If you have watched even a small amount of TV, you have experienced an interesting phenomenon. It seems to me that the majority of advertisements on all forms of media are designed to bring to the surface, and then exploit, our natural sense of insecurity. Marketing managers are experts at identifying and exaggerating the things we are insecure about — our breath, our body, our status, etc. Once the advertisers have our attention, then they offer us something to buy — mouthwash, a weight loss program, a bigger car, etc., that will remedy our problem and make us hip or cool, or at least acceptable again.
It is understandable why this approach is effective. It is immediately tangible. Relationships, community, purpose — the kinds of things that Jesus invites us to embrace and strive for — are much harder to lay our hands on. We know what a good relationship feels like, but it’s hard to point to or produce on a moment’s notice. And being totally dependent on God is a wonderful feeling, but it’s not like you can run out to Walmart and buy it. So, we supplement our dependence on God with other things because they are right in front of us and we’ve got a whole culture telling us that this is the best way to go. Money to most people is the most dependable.
Our best intention is to be totally dependent on the God who loved and died for us. But when we have hard times, the natural inclination is to hit the ripcord and jump out of the totally dependent on God plane. Yes, we still depend on God, but we want to have some other things as a security blanket.
But here is the fundamental truth: When we depend on money, we get what money can do. Likewise, when we depend upon organizations, we get what organizations can do. If we depend on education, we get what education can do. When we depend on man, we get what men can do. When we depend on ourselves, we get what we can do.

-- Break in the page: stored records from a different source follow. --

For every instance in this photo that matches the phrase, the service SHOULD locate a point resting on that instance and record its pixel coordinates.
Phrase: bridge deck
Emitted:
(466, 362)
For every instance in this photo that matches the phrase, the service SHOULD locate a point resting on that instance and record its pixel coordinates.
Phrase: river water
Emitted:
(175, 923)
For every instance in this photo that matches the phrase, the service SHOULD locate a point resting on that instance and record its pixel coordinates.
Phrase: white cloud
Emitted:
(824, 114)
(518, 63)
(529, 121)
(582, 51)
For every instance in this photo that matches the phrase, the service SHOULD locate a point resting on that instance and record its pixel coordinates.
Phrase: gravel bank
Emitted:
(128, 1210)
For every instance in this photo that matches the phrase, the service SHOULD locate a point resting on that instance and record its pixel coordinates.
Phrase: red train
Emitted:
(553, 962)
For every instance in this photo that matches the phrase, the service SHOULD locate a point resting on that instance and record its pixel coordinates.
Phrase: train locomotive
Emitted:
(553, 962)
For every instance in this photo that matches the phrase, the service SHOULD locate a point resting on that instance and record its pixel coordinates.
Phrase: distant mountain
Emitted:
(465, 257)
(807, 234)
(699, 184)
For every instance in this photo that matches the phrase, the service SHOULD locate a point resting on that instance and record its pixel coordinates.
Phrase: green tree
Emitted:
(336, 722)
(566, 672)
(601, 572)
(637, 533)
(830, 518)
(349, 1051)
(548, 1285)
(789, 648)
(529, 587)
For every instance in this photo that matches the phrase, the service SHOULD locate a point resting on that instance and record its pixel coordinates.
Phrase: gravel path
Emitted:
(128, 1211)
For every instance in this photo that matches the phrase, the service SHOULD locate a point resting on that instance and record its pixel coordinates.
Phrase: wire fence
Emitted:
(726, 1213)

But when we depend on God, we get what God can do. Depending on God means we rely on Him and depend on His reliability. Depending on God means that God is bigger, greater, and better than me – and he loves me greatly.
“But now, this is what the Lord says—he who created you, Jacob, he who formed you, Israel: “Do not fear, for I have redeemed you; I have summoned you by name; you are mine. When you pass through the waters, I will be with you; and when you pass through the rivers, they will not sweep over you. When you walk through the fire, you will not be burned the flames will not set you ablaze.” – Isaiah 43:1-2.
1. When do you replace your faith in God with worry?
2. How can I learn to trust that He is in control and rest in that?
3. In what areas of your life do you need to acknowledge your dependence on God?
4. In prayer time, ask God to help you with a work related question or decision, a relationship difficulty, or any other day-to-day issue we have always tried to solve ourselves? He longs to take your cares and concerns and fill you with His peace. Just give your mistakes, your burdens, and your busyness over to Him in prayer.